The ideas appear to culminate in answer to question 1.
Theorem. The following are equivalent for any statement $\sigma$.
- Alice has a winning strategy in the $\sigma$ game.
- The class of cardinals $\kappa$ of countable cofinality, such that the collapse forcing of $\kappa$ to $\omega$ forces $\sigma$, contains a class $\omega$-club.

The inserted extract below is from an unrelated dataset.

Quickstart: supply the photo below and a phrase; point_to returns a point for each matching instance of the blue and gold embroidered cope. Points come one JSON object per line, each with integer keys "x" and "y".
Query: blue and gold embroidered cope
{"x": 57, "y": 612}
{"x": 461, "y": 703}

Proof. Statement 2 implies statement 1 by the first theorem above. Conversely, if statement 2 fails, then there is a stationary class of such $\kappa$ where $\sigma$ fails in the collapse extension. In this case, Bob can defeat any strategy for Alice, by Bob's analogue of the second theorem.
$\Box$
Best Answer
As a supplement to Joel's answer, you may want to look at this nice paper of Bollobas, Leader, and Walters concerning continuous games. As a starting point they discuss the classical Lion and Man game introduced by Rado. In this game there is a lion chasing a man inside the unit disk. Both have identical maximum speeds. The lion wins if he catches the man, and the man wins if he is never caught by the lion. If the lion chooses to always run directly toward the man, then he will get arbitrarily close to the man, but never catch him. On the other hand, if the lion instead moves at top speed so that he is always on the radial vector from the centre to the man, it was 'clear' that this was a winning strategy. Proof: without loss of generality, the man stays on the boundary of the disk. However, in 1952, Besicovitch exhibited an ingenious winning strategy for man! Thus, staying on the boundary is with loss of generality for man. Nonetheless, one can ask the perplexing question if lion also has a winning strategy? In this particular game, it turns out that the answer is no. But by changing the metric space, Bollobas, Leader, and Walters prove that there are games in a similar vein where both lion and man have winning strategies!